Opened 4 years ago

Closed 4 years ago

Last modified 4 years ago

#31466 closed New feature (wontfix)

A potential improvement in the Django template filter `escapejs`

Reported by: Phithon Owned by: Phithon
Component: Template system Version: 3.0
Severity: Normal Keywords: escapejs
Cc: Triage Stage: Unreviewed
Has patch: no Needs documentation: no
Needs tests: no Patch needs improvement: no
Easy pickings: no UI/UX: no

Description

Hi, I recently encountered a problem that is related to Django, I think I should report and discuss with you.

As I know, escapejs is a helpful template filter which can protect us from XSS attack in Javascript string like this:

<script>
    function example() {
        query = '{{ request.GET.q | escapejs }}';
    }
</script>

But there is usually a situation, as time goes on, someone thinks this function is not used anymore and comments it out:

<script>
    /*
    function example() {
        query = '{{ request.GET.q | escapejs }}';
    }
    */
</script>

Oops, A XSS vulnerability is introduced.
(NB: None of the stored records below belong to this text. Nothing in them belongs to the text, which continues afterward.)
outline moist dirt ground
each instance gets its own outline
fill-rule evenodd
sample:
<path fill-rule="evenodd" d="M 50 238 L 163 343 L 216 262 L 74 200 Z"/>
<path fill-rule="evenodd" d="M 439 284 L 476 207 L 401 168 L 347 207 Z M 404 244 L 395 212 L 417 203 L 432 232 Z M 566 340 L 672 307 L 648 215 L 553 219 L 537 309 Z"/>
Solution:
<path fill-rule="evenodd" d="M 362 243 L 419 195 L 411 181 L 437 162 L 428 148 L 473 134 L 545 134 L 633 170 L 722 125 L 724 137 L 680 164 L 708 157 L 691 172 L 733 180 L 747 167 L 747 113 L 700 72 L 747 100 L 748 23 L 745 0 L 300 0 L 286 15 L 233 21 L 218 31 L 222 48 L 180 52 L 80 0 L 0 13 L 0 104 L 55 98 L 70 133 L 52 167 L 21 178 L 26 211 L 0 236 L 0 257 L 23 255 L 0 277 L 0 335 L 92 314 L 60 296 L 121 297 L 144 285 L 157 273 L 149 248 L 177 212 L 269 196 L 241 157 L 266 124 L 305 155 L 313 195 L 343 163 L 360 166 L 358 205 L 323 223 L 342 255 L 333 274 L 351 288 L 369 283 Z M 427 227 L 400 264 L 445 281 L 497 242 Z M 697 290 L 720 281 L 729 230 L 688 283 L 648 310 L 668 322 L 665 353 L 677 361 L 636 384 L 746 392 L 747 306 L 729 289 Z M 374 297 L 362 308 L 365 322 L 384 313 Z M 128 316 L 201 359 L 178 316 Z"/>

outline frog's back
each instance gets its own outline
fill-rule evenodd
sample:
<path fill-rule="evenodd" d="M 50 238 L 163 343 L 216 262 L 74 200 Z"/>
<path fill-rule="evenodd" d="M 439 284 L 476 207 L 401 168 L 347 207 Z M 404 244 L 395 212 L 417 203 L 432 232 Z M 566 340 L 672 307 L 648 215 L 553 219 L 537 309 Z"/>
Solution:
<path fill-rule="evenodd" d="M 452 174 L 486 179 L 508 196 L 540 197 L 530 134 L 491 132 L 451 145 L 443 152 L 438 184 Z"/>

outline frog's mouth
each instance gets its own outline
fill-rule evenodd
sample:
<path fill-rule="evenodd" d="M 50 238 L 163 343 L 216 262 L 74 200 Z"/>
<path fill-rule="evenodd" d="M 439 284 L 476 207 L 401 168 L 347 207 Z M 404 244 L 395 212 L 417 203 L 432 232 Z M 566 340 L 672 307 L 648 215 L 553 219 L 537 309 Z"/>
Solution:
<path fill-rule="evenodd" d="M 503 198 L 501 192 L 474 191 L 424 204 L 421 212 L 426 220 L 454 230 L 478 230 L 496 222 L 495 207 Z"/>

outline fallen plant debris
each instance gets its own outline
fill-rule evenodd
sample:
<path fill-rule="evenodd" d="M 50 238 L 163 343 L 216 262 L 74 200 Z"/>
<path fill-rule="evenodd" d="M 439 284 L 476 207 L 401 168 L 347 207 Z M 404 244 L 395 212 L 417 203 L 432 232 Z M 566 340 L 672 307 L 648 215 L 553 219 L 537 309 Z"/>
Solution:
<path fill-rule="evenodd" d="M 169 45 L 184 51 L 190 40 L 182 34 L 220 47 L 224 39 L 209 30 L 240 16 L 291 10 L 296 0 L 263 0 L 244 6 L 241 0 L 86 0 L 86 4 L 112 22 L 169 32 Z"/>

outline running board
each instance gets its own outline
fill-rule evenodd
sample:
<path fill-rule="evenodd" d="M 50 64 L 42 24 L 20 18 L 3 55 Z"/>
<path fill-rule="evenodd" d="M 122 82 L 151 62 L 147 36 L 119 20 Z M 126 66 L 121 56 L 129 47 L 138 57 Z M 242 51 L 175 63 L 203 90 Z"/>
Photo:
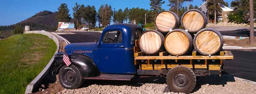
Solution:
<path fill-rule="evenodd" d="M 100 75 L 98 77 L 84 77 L 83 78 L 85 79 L 131 81 L 134 76 L 132 75 L 100 73 Z"/>

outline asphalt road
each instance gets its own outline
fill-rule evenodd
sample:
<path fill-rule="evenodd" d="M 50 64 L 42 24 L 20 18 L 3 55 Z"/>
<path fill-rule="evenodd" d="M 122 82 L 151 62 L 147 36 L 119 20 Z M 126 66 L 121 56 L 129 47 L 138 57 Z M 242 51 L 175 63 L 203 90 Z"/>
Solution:
<path fill-rule="evenodd" d="M 69 32 L 76 34 L 58 35 L 65 38 L 71 43 L 95 42 L 98 41 L 101 33 L 97 32 Z"/>
<path fill-rule="evenodd" d="M 224 61 L 225 72 L 256 82 L 256 49 L 232 50 L 234 59 Z"/>
<path fill-rule="evenodd" d="M 248 37 L 250 36 L 249 27 L 211 27 L 219 31 L 222 35 Z M 254 27 L 254 36 L 256 36 L 256 27 Z"/>
<path fill-rule="evenodd" d="M 97 32 L 71 32 L 76 34 L 59 35 L 75 43 L 94 42 L 96 39 L 98 41 L 101 34 Z M 236 77 L 256 81 L 256 49 L 230 50 L 234 59 L 224 61 L 225 72 Z"/>

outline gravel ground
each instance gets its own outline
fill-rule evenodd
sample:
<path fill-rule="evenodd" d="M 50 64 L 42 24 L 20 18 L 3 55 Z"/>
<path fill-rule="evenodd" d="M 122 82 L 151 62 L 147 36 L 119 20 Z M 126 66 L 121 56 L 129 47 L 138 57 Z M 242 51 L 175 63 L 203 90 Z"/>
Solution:
<path fill-rule="evenodd" d="M 256 94 L 256 84 L 231 76 L 202 76 L 197 80 L 193 94 Z M 57 93 L 184 94 L 170 92 L 164 78 L 140 77 L 135 80 L 88 80 L 80 88 L 65 89 Z"/>

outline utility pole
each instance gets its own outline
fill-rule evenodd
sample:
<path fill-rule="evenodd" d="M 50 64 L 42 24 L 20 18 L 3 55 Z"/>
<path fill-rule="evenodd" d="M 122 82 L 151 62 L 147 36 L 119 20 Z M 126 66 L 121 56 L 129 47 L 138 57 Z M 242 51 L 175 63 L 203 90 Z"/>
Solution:
<path fill-rule="evenodd" d="M 145 25 L 147 24 L 147 19 L 146 18 L 146 16 L 147 16 L 147 14 L 145 13 Z"/>
<path fill-rule="evenodd" d="M 89 25 L 88 26 L 88 28 L 89 28 L 89 29 L 91 28 L 90 28 L 90 10 L 91 10 L 91 6 L 89 6 L 89 16 L 88 16 L 89 17 L 88 17 L 88 18 L 89 18 L 89 19 L 88 19 L 88 23 L 87 23 L 87 24 L 88 24 L 88 25 Z"/>
<path fill-rule="evenodd" d="M 106 3 L 106 16 L 105 16 L 105 19 L 106 19 L 106 27 L 107 27 L 107 3 Z"/>
<path fill-rule="evenodd" d="M 250 44 L 255 46 L 254 42 L 254 31 L 253 24 L 253 1 L 250 0 Z"/>
<path fill-rule="evenodd" d="M 179 15 L 179 0 L 178 0 L 178 1 L 177 2 L 177 15 Z"/>
<path fill-rule="evenodd" d="M 114 8 L 114 15 L 113 16 L 113 19 L 114 19 L 114 24 L 115 24 L 115 23 L 116 22 L 116 21 L 115 21 L 115 8 Z"/>
<path fill-rule="evenodd" d="M 214 24 L 216 24 L 216 3 L 214 2 Z"/>

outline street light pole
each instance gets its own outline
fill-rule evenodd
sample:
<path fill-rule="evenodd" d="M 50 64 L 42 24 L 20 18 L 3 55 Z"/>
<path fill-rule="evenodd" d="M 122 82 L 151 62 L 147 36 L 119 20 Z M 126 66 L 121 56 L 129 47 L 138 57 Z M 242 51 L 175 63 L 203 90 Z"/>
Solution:
<path fill-rule="evenodd" d="M 146 18 L 147 15 L 147 13 L 145 13 L 145 25 L 147 24 L 147 18 Z"/>
<path fill-rule="evenodd" d="M 115 9 L 116 8 L 114 8 L 114 15 L 113 16 L 113 19 L 114 19 L 114 24 L 115 24 L 115 23 L 116 22 L 116 21 L 115 21 L 115 12 L 116 12 L 116 11 L 115 11 Z"/>
<path fill-rule="evenodd" d="M 253 24 L 253 1 L 250 0 L 250 44 L 255 46 L 254 43 L 254 31 Z"/>

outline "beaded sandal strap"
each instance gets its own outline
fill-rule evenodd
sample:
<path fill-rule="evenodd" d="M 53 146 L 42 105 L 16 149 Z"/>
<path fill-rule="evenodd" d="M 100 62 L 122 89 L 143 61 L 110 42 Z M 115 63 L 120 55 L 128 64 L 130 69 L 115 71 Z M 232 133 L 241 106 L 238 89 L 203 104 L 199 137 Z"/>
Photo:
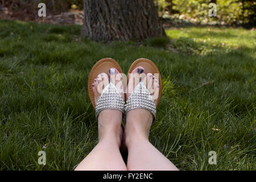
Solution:
<path fill-rule="evenodd" d="M 155 121 L 156 114 L 156 105 L 152 97 L 150 96 L 147 87 L 142 81 L 140 81 L 136 85 L 128 98 L 125 106 L 125 111 L 127 113 L 137 108 L 144 109 L 150 111 L 153 114 L 153 122 Z"/>
<path fill-rule="evenodd" d="M 103 89 L 96 104 L 95 111 L 96 120 L 98 119 L 100 113 L 108 109 L 119 110 L 123 113 L 125 110 L 123 98 L 115 85 L 111 82 Z"/>

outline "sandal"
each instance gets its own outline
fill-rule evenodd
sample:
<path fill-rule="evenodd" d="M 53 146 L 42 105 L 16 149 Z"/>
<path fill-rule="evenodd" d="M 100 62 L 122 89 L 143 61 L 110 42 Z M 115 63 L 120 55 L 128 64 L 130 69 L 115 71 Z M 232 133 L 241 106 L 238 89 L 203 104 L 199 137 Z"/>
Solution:
<path fill-rule="evenodd" d="M 94 94 L 92 87 L 94 79 L 101 73 L 108 74 L 109 70 L 112 68 L 115 68 L 121 73 L 122 73 L 118 63 L 111 58 L 105 58 L 98 61 L 94 64 L 89 75 L 88 94 L 92 105 L 96 110 L 96 120 L 98 119 L 100 113 L 105 109 L 117 109 L 123 113 L 125 111 L 125 101 L 115 85 L 110 81 L 109 84 L 103 89 L 97 104 L 95 104 Z"/>
<path fill-rule="evenodd" d="M 142 108 L 146 109 L 150 111 L 153 115 L 153 122 L 154 122 L 156 114 L 156 107 L 159 103 L 160 98 L 161 97 L 162 84 L 162 78 L 160 75 L 159 71 L 153 62 L 147 59 L 139 59 L 135 60 L 131 64 L 128 71 L 128 74 L 131 73 L 136 67 L 142 67 L 144 68 L 143 73 L 147 75 L 147 73 L 152 73 L 153 75 L 158 74 L 158 81 L 159 84 L 159 91 L 158 97 L 156 104 L 154 102 L 152 97 L 150 95 L 150 92 L 148 90 L 146 85 L 143 81 L 140 81 L 135 86 L 133 90 L 131 95 L 126 101 L 126 105 L 125 106 L 125 111 L 126 113 L 130 110 Z M 127 77 L 129 83 L 129 76 Z"/>

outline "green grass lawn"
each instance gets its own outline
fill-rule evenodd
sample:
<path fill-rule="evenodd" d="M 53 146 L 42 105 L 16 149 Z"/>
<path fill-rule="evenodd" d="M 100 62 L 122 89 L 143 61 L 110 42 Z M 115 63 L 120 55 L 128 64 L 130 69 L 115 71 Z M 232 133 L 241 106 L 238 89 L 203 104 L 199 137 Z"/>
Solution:
<path fill-rule="evenodd" d="M 112 57 L 126 73 L 145 57 L 163 82 L 151 142 L 181 170 L 256 170 L 255 31 L 174 29 L 170 43 L 138 44 L 81 40 L 80 30 L 0 20 L 0 169 L 73 169 L 97 143 L 90 69 Z"/>

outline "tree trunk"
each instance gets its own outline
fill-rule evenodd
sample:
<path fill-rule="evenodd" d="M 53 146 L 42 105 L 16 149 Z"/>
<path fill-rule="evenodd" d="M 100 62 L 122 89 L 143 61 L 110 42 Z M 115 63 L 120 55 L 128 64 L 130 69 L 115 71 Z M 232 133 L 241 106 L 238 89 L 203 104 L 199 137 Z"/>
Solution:
<path fill-rule="evenodd" d="M 166 36 L 154 0 L 84 0 L 82 36 L 95 41 L 141 42 Z"/>

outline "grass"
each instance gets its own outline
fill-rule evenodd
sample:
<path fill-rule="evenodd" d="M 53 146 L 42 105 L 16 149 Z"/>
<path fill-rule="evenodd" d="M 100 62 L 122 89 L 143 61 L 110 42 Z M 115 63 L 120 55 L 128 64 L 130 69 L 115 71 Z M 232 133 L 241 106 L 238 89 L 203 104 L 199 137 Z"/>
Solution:
<path fill-rule="evenodd" d="M 170 30 L 167 44 L 138 45 L 81 40 L 80 30 L 0 20 L 1 170 L 72 170 L 89 154 L 97 128 L 87 80 L 108 57 L 125 73 L 140 57 L 158 67 L 163 90 L 150 139 L 179 169 L 256 169 L 255 31 Z"/>

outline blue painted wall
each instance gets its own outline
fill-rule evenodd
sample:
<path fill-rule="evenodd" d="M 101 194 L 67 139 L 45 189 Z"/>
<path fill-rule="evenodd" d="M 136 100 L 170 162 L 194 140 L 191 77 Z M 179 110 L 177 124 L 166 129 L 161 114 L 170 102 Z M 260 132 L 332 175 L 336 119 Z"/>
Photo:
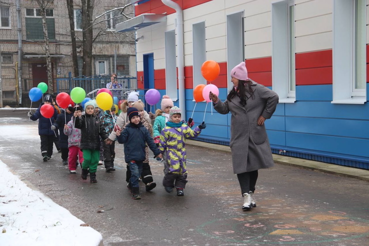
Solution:
<path fill-rule="evenodd" d="M 369 84 L 368 84 L 369 91 Z M 159 90 L 162 96 L 165 90 Z M 226 88 L 220 88 L 226 100 Z M 196 102 L 192 89 L 186 90 L 186 114 L 191 116 Z M 296 87 L 297 101 L 278 104 L 272 118 L 266 121 L 272 150 L 286 150 L 288 156 L 369 169 L 369 104 L 332 104 L 332 85 Z M 369 100 L 369 96 L 368 96 Z M 174 102 L 178 106 L 178 102 Z M 204 116 L 206 104 L 197 104 L 195 126 Z M 160 108 L 160 102 L 156 105 Z M 207 127 L 198 140 L 228 144 L 230 114 L 217 112 L 208 104 L 205 113 Z"/>

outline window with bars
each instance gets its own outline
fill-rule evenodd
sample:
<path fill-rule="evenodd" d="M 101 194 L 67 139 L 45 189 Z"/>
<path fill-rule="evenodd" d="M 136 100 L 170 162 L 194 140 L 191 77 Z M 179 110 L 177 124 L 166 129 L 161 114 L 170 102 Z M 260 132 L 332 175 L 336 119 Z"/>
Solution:
<path fill-rule="evenodd" d="M 9 28 L 10 27 L 10 8 L 9 7 L 0 7 L 0 28 Z"/>
<path fill-rule="evenodd" d="M 2 63 L 6 64 L 12 64 L 13 56 L 12 55 L 2 56 Z"/>
<path fill-rule="evenodd" d="M 46 10 L 46 24 L 48 34 L 50 40 L 55 40 L 55 20 L 54 10 Z M 26 9 L 26 36 L 30 40 L 43 40 L 44 27 L 40 8 Z"/>
<path fill-rule="evenodd" d="M 74 30 L 82 30 L 82 10 L 74 10 Z"/>

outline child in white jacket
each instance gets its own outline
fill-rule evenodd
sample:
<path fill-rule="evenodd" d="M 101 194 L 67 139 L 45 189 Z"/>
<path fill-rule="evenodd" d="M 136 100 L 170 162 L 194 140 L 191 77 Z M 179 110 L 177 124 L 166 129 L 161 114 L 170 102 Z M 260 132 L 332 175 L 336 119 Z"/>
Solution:
<path fill-rule="evenodd" d="M 82 115 L 82 107 L 78 106 L 73 108 L 73 113 L 77 112 L 77 115 L 80 117 Z M 70 174 L 76 174 L 77 168 L 77 158 L 79 158 L 80 163 L 82 166 L 84 162 L 83 153 L 80 150 L 80 130 L 74 128 L 74 118 L 68 124 L 64 125 L 64 134 L 68 136 L 68 148 L 69 148 L 69 158 L 68 164 L 69 172 Z"/>

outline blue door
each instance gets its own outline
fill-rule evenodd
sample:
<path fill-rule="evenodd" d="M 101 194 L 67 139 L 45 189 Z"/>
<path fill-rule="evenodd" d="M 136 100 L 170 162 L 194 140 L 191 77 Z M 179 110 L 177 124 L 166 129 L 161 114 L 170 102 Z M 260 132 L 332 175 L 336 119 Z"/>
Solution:
<path fill-rule="evenodd" d="M 144 86 L 145 90 L 155 88 L 154 73 L 154 54 L 144 55 Z"/>

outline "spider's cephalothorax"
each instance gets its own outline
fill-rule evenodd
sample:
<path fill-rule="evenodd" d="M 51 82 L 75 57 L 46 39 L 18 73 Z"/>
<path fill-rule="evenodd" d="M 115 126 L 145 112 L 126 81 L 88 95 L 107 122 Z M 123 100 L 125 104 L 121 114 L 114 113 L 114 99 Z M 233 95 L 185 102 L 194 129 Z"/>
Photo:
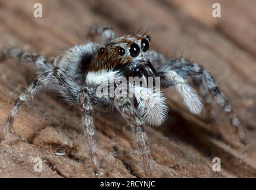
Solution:
<path fill-rule="evenodd" d="M 105 43 L 75 46 L 51 61 L 45 56 L 18 48 L 3 49 L 2 55 L 4 56 L 14 58 L 23 63 L 33 62 L 38 77 L 16 101 L 0 134 L 6 135 L 10 131 L 21 105 L 47 86 L 58 91 L 68 103 L 79 105 L 82 128 L 87 138 L 95 171 L 98 170 L 99 165 L 93 113 L 95 110 L 109 111 L 115 107 L 133 129 L 135 141 L 142 153 L 145 172 L 152 174 L 150 149 L 144 125 L 159 125 L 164 122 L 167 115 L 165 99 L 160 91 L 141 85 L 132 87 L 134 91 L 140 92 L 136 98 L 117 95 L 111 98 L 99 97 L 95 92 L 96 87 L 110 74 L 114 74 L 124 78 L 142 77 L 146 80 L 148 77 L 160 77 L 162 88 L 174 87 L 190 111 L 198 114 L 202 103 L 186 81 L 188 78 L 192 78 L 193 84 L 200 88 L 208 116 L 213 119 L 210 94 L 229 117 L 241 142 L 247 143 L 239 120 L 213 77 L 204 68 L 182 58 L 167 60 L 161 53 L 149 50 L 150 38 L 147 35 L 128 35 L 114 39 L 111 28 L 99 26 L 92 27 L 89 31 L 92 36 L 101 34 Z"/>

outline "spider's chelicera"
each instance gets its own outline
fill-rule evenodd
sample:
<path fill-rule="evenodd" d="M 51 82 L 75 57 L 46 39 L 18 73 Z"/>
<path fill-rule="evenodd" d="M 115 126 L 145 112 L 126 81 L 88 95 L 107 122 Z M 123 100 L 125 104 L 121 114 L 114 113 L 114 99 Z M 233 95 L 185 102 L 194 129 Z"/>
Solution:
<path fill-rule="evenodd" d="M 74 46 L 51 61 L 43 56 L 17 48 L 3 49 L 5 56 L 23 63 L 33 62 L 38 76 L 15 103 L 1 129 L 1 134 L 6 135 L 10 131 L 21 105 L 47 86 L 58 90 L 70 104 L 79 105 L 82 115 L 82 128 L 95 171 L 98 171 L 99 164 L 94 140 L 93 113 L 95 110 L 110 111 L 115 107 L 133 129 L 135 141 L 142 154 L 145 172 L 151 175 L 152 164 L 144 126 L 161 125 L 168 112 L 165 98 L 157 87 L 174 87 L 189 110 L 199 114 L 203 104 L 196 91 L 187 83 L 187 79 L 191 78 L 200 88 L 209 116 L 211 112 L 208 94 L 230 119 L 241 141 L 247 143 L 239 120 L 214 77 L 204 68 L 182 58 L 167 60 L 161 53 L 149 50 L 151 39 L 148 35 L 136 34 L 115 39 L 111 28 L 101 26 L 92 27 L 89 31 L 90 35 L 100 34 L 105 43 L 88 43 Z M 115 79 L 111 81 L 111 78 Z M 135 78 L 139 78 L 139 82 L 136 83 Z M 114 85 L 111 86 L 113 80 Z M 108 89 L 97 90 L 102 84 Z M 149 87 L 149 84 L 153 84 Z M 137 96 L 123 96 L 126 91 L 124 89 L 126 89 L 123 88 L 124 86 L 129 90 L 130 95 L 132 93 Z M 110 94 L 111 90 L 115 91 L 113 96 Z M 105 96 L 98 96 L 99 91 L 102 91 Z"/>

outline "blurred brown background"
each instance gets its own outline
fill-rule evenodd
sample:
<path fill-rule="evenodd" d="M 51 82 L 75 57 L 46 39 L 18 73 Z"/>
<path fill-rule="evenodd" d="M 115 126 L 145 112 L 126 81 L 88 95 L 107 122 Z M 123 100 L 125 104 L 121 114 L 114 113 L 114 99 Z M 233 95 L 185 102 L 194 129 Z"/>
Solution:
<path fill-rule="evenodd" d="M 42 18 L 33 17 L 35 3 Z M 214 18 L 218 2 L 221 17 Z M 229 121 L 217 112 L 216 138 L 205 119 L 182 105 L 173 89 L 164 91 L 170 107 L 167 122 L 147 127 L 154 176 L 256 177 L 256 1 L 0 1 L 0 48 L 12 45 L 49 56 L 86 43 L 92 25 L 113 27 L 117 35 L 141 29 L 151 49 L 190 58 L 216 77 L 246 129 L 249 144 L 241 144 Z M 2 124 L 18 94 L 35 77 L 33 64 L 8 59 L 0 64 Z M 17 88 L 18 87 L 18 88 Z M 42 92 L 23 107 L 14 131 L 22 139 L 0 142 L 0 177 L 95 177 L 78 112 L 51 93 Z M 99 177 L 144 177 L 132 134 L 117 113 L 95 115 Z M 64 151 L 60 156 L 56 153 Z M 213 157 L 221 161 L 214 172 Z M 43 161 L 42 172 L 33 159 Z"/>

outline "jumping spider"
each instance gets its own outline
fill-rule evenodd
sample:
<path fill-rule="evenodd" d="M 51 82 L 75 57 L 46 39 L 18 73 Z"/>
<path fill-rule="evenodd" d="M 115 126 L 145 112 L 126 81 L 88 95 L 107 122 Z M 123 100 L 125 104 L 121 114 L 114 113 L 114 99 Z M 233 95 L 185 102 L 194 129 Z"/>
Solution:
<path fill-rule="evenodd" d="M 43 87 L 51 84 L 68 104 L 79 106 L 82 115 L 82 128 L 86 137 L 95 171 L 98 171 L 99 166 L 94 140 L 93 113 L 95 110 L 111 110 L 115 107 L 133 129 L 135 141 L 142 154 L 145 172 L 150 175 L 152 165 L 144 125 L 145 124 L 159 125 L 164 121 L 168 109 L 165 99 L 161 96 L 161 100 L 155 103 L 154 96 L 161 92 L 147 91 L 140 86 L 133 87 L 133 89 L 144 90 L 152 98 L 98 97 L 95 89 L 101 84 L 101 80 L 114 74 L 115 76 L 124 77 L 160 77 L 162 88 L 175 87 L 190 111 L 199 114 L 203 104 L 196 92 L 186 81 L 189 78 L 192 78 L 194 84 L 201 88 L 203 97 L 207 97 L 208 94 L 212 96 L 230 119 L 231 125 L 238 133 L 241 142 L 247 143 L 245 133 L 238 118 L 214 77 L 204 68 L 182 58 L 167 60 L 161 53 L 149 50 L 150 37 L 145 34 L 115 38 L 113 29 L 101 26 L 92 27 L 89 34 L 101 36 L 105 44 L 88 43 L 74 46 L 51 61 L 39 54 L 23 52 L 18 48 L 3 49 L 4 56 L 23 63 L 33 62 L 38 76 L 15 103 L 1 133 L 6 135 L 10 132 L 21 105 Z M 209 101 L 205 104 L 207 106 L 210 106 Z"/>

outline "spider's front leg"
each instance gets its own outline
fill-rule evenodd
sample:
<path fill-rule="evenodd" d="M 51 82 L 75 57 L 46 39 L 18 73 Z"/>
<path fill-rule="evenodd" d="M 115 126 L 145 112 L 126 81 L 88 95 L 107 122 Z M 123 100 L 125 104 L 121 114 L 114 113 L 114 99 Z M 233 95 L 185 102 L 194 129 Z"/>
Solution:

The attackers can trigger arbitrary javascript execution by the request http://example.com/?q=*/(alert(1))/*

It's not a Django security bug but I also suggest making the / and * escaped in the escapejs filter.

Change History (7)

comment:1 by Phithon, 4 years ago

Owner: changed from nobody to Phithon
Status: newassigned

comment:2 by Claude Paroz, 4 years ago

I'm afraid this must be classified in programming errors, for which Django cannot help. The escapejs filter has absolutely no way to detect if it is used in commented code. In your example, it only receives the request.GET.q content, not the code around it. I'm suggesting to won't fix that issue, but I'll let a second triager confirm it.

Also please note that security issues should be privately sent to security@… and never on public issue trackers.
https://docs.djangoproject.com/en/stable/internals/security/#reporting-security-issues

in reply to:  2 comment:3 by Phithon, 4 years ago

Replying to Claude Paroz:

I'm afraid this must be classified in programming errors, for which Django cannot help. The escapejs filter has absolutely no way to detect if it is used in commented code. In your example, it only receives the request.GET.q content, not the code around it. I'm suggesting to won't fix that issue, but I'll let a second triager confirm it.

Also please note that security issues should be privately sent to security@… and never on public issue trackers.
https://docs.djangoproject.com/en/stable/internals/security/#reporting-security-issues

I don't think it is a security issue, it is a security-related proposal that works for some bad programming practices. Only two characters added in escapejs process, the cost is very small.

Here is a reference to Secure by default policy https://en.wikipedia.org/wiki/Secure_by_default.

comment:4 by Phithon, 4 years ago

Summary: A potential security issue in the Django template filter `escapejs`A potential improvement in the Django template filter `escapejs`

comment:5 by Claude Paroz, 4 years ago

Are you aware that in the example you provided, the \* and */ parts are not passed to escapejs?

in reply to:  description comment:6 by Mariusz Felisiak, 4 years ago

Resolution: wontfix
Status: assignedclosed

Replying to Claude Paroz:

Are you aware that in the example you provided, the \* and */ parts are not passed to escapejs?

They pass q=*/(alert(1))/* so in a clever way we end with a valid JS:

<script>
    /*
    function example() {
        query = '*/(alert(1))/*';
    }
    */
</script>

Replying to Phithon:

Oops, A XSS vulnerability is introduced. The attackers can trigger arbitrary javascript execution by the request

escapejs does not make the string safe for use in HTML or JavaScript template literals, see documentation. It only protects you from syntax errors when using templates to generate JavaScript/JSON. I agree with Claude.

See related #29055.

comment:7 by Phithon, 4 years ago

Hi, thanks for your reply.

In my option, the document and former ticket are talking about "HTML or JavaScript template literals", but the current context is "JavaScript string", seems like a bit different.

Anyway, this ticket can help people who have bad programming practices although it was closed.